The problem with the name Alphabet is that it is banal to a menacing degree, a play for universality that ends up meaning nothing at all. What dooms it is the distance between how flat the word is aesthetically (say it 10 times fast and watch your mood drop), and its naked ambition as a marker of greatness, the kind you get when you ask your nephew, “What kind of superpower do you want?” and he replies, “All of them!” Your nephew is 17.
Compare the plodding, striving, uncool Alphabet with its subsidiary, the Dadaist Google, which as the story goes is a bastardization of Googol, itself a word invented by a child. It technically means nothing yet suggests so much—magic, mathematics, play. Has a corporate title ever lent itself so easily to becoming a verb? Has any rhyme pair done more work to defuse corporate suspicion as the Google Doodle? Google is the kid in the corner humming and dancing and creating worlds out of Play-Doh. Alphabet is the one stacking blocks in the middle of the room shouting, “Look at me!”
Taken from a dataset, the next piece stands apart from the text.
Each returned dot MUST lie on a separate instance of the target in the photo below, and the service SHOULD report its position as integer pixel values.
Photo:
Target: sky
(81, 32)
That’s why Google’s transubstantiation into Alphabet is a bully move, made more so because of the company’s size and importance. Nearly gone are the simple days when you named an enterprise after yourself (“Abercrombie & Fitch” remains one of the most delightful things to say, however odious the brand), or stated clearly what you do (the beautiful run of syllables that is “American Telephone & Telegraph”). The Super-Google could have called itself anything it wanted. So naturally it has made the the biggest semiotic land grab it could, and simply crowded out all the previous squatters who previously made the mistake of using the word.
But one of those squatters is us—and the name we use for the building blocks of our language has now been partially co-opted. Orwell would not be surprised. Who can stand up for the original alphabet? Certainly not the greatest repository of information the world has ever known (not the dictionary), which is now owned by the other Alphabet. As of this writing, Google still displays the definition of alphabet when you search for the term. But right below that are pages and pages of its own self-generated news. (See also: the 10 pages it takes into a search for apple to get a reference to fruit.) The new Alphabet is already replacing the old alphabet, and yet another word—a very important word—that was once in the common purview recedes further into the distance.